O’Connor and Allen team up for Global Champions League

Cian O’Connor and Bertram Allen have signed up to compete for the Valkenswaard United team ahead of the new season of the Global Champions League (GCL) which gets underway in Doha, Qatar, this weekend.

O’Connor and Allen team up for Global Champions League

Cian O’Connor and Bertram Allen have signed up to compete for the Valkenswaard United team ahead of the new season of the Global Champions League (GCL) which gets underway in Doha, Qatar, this weekend.

Both riders were team-mates on Ireland’s European Championship-winning side in 2017 and, apart from national duty, they will now combine their efforts on the glamorous GCL circuit.

Allen has been an ever-present in the Valkenswaard squad since the GCL’s inception in 2016. The novel mixed-nationality team format was developed as an addition to the longer-standing Longines Global Champions Tour (GCT) for individual riders. Allen was the first Irish rider to compete for a team and his outfit won the championship in the inaugural year. They finished second in 2017 and were runners-up last term.

Italian Alberto Zorzi has been almost a constant in the squad as well, and last year former world No 1 Marcus Ehning of Germany came on board.

O’Connor joins the Valkenswaard set-up for the new season in which each of the 16 teams in the competition will have squads consisting of six riders — an increase of one from previous seasons. However only two riders line out on any particular day of competition and Allen is in line for an appearance at this weekend’s opener while O’Connor will not be at this fixture.

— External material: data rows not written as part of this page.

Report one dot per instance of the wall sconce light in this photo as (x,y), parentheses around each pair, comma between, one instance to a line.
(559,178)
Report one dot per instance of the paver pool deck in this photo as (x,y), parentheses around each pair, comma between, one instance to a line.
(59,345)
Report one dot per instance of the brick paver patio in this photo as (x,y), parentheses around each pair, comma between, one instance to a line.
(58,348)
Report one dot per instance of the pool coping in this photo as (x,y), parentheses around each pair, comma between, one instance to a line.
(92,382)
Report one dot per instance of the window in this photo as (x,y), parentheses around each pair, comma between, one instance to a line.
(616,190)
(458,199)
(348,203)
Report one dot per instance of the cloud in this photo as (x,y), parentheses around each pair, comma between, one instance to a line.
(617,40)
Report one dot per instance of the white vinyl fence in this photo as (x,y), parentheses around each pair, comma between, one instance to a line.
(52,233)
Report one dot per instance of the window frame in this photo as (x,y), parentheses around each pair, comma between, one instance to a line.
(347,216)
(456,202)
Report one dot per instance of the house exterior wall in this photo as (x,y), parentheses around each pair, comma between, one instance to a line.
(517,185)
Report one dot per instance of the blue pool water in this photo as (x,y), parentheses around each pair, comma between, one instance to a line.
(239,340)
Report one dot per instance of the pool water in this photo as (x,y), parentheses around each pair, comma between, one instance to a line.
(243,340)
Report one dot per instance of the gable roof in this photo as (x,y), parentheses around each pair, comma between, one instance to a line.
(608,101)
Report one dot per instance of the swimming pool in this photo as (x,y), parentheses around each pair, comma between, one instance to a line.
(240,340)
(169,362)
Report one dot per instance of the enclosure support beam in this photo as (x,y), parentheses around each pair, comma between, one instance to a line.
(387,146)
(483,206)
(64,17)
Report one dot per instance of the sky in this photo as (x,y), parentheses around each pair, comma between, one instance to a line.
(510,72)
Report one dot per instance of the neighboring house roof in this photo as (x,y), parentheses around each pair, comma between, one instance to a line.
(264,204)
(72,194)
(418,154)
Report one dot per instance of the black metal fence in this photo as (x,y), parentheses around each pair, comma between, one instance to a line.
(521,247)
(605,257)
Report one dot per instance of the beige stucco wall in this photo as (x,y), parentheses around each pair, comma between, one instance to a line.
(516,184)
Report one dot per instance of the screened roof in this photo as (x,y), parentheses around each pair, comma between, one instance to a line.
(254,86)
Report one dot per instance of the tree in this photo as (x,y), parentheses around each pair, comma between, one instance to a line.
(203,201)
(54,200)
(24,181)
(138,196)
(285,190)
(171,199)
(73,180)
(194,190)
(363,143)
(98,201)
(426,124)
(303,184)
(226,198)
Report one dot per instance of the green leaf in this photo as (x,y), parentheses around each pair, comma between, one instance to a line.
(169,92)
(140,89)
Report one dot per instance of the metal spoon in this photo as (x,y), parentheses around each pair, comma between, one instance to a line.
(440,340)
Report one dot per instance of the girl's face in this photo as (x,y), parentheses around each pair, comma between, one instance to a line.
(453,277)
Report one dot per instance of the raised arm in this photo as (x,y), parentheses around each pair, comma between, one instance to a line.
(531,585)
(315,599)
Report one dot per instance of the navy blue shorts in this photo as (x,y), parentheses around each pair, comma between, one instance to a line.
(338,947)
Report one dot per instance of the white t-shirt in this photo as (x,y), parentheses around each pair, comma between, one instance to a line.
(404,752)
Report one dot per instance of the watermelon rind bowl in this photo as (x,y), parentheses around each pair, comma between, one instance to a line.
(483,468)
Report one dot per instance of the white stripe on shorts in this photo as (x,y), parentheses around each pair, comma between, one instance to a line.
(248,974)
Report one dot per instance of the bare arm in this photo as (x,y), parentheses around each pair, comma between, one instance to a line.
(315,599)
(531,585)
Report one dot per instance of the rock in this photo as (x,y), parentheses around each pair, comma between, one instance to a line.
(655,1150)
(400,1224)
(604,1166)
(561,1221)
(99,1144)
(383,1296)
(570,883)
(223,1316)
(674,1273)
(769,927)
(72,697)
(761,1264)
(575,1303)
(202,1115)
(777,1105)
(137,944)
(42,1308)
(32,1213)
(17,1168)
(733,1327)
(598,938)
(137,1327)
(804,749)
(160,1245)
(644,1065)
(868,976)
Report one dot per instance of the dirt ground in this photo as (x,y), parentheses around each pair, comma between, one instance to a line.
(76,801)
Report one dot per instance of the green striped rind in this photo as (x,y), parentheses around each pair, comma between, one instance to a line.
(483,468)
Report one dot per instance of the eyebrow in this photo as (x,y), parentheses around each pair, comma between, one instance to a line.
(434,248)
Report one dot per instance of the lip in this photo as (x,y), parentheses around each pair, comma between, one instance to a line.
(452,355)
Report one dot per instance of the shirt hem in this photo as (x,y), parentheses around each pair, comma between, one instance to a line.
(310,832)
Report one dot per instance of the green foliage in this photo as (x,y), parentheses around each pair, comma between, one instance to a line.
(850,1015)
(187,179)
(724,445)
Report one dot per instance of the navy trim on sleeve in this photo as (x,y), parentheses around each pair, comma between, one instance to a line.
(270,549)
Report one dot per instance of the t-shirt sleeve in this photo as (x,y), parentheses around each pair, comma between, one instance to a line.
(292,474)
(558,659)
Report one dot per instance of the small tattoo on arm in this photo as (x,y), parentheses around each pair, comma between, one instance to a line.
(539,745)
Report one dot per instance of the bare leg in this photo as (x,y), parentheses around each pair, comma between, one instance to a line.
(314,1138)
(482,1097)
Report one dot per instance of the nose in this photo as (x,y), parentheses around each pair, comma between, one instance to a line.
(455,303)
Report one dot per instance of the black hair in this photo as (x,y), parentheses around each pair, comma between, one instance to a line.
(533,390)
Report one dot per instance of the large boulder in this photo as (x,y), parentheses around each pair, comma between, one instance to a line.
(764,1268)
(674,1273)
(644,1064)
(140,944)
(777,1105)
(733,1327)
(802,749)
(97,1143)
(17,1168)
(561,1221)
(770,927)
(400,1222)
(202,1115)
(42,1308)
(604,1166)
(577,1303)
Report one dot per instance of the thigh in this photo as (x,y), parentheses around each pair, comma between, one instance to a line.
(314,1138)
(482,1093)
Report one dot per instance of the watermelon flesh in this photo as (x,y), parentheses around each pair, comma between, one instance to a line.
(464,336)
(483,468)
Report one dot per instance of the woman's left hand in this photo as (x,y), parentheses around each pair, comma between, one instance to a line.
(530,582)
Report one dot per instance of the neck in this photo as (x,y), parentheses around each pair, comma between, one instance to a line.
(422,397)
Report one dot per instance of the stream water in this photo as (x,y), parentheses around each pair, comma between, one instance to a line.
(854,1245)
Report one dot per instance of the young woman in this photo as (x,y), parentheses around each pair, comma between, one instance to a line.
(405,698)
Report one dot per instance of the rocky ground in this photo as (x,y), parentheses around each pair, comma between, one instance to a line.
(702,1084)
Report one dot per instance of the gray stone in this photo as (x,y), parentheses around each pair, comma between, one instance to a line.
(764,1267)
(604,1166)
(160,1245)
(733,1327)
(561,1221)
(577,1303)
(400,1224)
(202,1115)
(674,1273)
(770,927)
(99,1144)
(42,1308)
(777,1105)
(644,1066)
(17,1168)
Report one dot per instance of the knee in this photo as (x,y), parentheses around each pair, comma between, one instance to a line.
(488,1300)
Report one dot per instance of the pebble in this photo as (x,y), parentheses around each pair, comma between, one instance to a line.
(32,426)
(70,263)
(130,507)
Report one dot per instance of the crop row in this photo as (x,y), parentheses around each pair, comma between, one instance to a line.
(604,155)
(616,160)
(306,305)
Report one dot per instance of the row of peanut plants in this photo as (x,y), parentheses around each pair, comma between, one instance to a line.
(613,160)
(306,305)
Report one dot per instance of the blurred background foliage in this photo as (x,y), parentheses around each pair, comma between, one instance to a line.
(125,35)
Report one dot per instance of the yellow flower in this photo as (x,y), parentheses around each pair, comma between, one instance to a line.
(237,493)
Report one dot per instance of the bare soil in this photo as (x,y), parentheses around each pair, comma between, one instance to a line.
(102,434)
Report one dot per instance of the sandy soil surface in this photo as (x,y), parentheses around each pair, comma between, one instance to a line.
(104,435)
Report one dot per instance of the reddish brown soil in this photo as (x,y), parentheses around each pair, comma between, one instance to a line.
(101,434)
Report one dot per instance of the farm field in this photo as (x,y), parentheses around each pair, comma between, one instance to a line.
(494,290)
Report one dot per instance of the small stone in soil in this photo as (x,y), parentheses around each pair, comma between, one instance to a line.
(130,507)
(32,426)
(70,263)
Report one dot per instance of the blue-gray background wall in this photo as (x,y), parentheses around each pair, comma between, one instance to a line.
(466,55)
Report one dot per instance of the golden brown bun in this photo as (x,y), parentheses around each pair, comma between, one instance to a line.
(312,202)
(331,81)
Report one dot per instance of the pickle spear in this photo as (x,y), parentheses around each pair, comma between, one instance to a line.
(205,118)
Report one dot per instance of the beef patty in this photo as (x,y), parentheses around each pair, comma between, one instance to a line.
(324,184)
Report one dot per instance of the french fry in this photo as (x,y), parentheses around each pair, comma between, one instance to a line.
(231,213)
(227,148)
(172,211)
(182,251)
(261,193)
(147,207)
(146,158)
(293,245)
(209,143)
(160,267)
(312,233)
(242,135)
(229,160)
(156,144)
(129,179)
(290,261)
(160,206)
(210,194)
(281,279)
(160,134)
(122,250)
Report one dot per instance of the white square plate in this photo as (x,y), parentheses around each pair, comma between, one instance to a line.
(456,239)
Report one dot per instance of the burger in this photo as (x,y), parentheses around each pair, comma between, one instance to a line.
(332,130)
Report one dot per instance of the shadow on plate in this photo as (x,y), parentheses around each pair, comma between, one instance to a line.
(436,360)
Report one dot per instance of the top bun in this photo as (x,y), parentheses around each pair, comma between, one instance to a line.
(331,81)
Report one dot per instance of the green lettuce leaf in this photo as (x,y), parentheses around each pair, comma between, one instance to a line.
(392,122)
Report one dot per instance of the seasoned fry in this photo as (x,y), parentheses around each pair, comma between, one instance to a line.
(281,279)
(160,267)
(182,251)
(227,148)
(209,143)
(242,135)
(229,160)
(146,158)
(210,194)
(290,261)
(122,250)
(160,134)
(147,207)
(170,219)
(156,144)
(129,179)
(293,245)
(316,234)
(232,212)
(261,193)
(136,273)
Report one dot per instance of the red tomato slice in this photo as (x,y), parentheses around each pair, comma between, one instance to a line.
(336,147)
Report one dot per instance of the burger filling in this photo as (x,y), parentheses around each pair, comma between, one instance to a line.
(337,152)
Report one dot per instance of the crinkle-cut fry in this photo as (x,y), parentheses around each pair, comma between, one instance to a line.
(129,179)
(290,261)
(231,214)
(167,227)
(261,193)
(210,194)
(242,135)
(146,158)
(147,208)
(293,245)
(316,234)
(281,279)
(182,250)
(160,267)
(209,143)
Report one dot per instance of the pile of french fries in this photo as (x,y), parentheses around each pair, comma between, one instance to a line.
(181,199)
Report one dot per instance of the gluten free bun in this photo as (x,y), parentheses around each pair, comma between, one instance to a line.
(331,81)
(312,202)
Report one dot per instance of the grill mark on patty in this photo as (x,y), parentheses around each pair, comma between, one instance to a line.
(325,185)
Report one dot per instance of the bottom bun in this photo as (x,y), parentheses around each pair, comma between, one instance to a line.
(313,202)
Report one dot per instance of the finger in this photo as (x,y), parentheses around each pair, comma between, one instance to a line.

It’s not the first time a GCL team has featured more than one Irish rider in its ranks: Last term, Miami Celtics were endowed with four — Denis Lynch, Michael Duffy, Cameron Hanley and Shane Breen — with American Jessica Springsteen completing the picture for a team that had quite a good season, finishing third overall.

Lynch has moved to the New York Empire squad and will be at the Doha fixture, while the Miami squad holds onto the other three Irish members, two of whom (Duffy and Breen) will be present in Qatar.

In all, seven of the 16 teams in the GCL have Irish members. Shane Sweetnam will again line out for the Shanghai Swans team, having been their top performer last season when they ended up in overall fifth, though the Corkman will not be involved in the opening round. Meanwhile, Michael G Duffy remains with the Madrid in Motion squad who will now also have the services of fellow Irish rider Mark McAuley — though the latter will not be on duty in this week’s round — while Cannes Stars will have Derry rider Daniel Coyle in their ranks, though he will also be absent from this week’s opener.

The GCL will visit 19 venues worldwide between now and September, when New York, for the first time, hosts a round which will be the conclusion of the GCL proper. There will be a further lucrative finale in November in Prague when both the GCT and GCL will stage lucrative play-offs as an extra end-of-season spectacular. In 2018, when the Prague play-offs were first added to the calendar, Madrid In Motion carried off the top team prize.

With so many Irish riders involved, national team manager Rodrigo Pessoa will have to do a balancing act to put out his strongest possible line-ups for the Nations Cup series and the European Championships. It won’t help that all four of Ireland’s competitive nations cups (in France, Poland, UK and Dublin) clash directly with rounds of the GCL.

Assistant manager Michael Blake took charge of what was a token appearance at the only Middle Eastern round of this year’s nations cup series last weekend in Abu Dhabi. Ireland finished second to Germany, both countries trumping the regional teams for whom this was their only opportunity to qualify for the annual final in Barcelona.

The two available slots went to the UAE, who finished third, and Saudi Arabia who were next in line. Ireland scored three clears, one each from Trevor Breen ((Escapade H), David Simpson (Jenson) and Mark McAuley (Jasco vd Bisschop). McAuley almost made it a double-clear and had only the last fence to negotiate in the second round when his mount appeared to take fright at something and veered sideways. The Louth rider managed to get the horse back on track but the pairing didn’t clear the last and ended up on the floor, thankfully unharmed.

I am very happy with our team,” Michael Blake said. “Trevor’s horse and David’s had never jumped a nations cup before so it was good to see each of them jumping a clear round.

Blake will take charge of the Irish team again this weekend when they line-out in Wellington, Florida for another guest appearance.

The team’s first competitive fixture is still over two months away at the French Nations Cup at La Baule in May.

They will also contest qualifiers in Sopot, Poland in June and at Hickstead, Uk at the end of July before the final qualifier at Dublin Horse Show in August.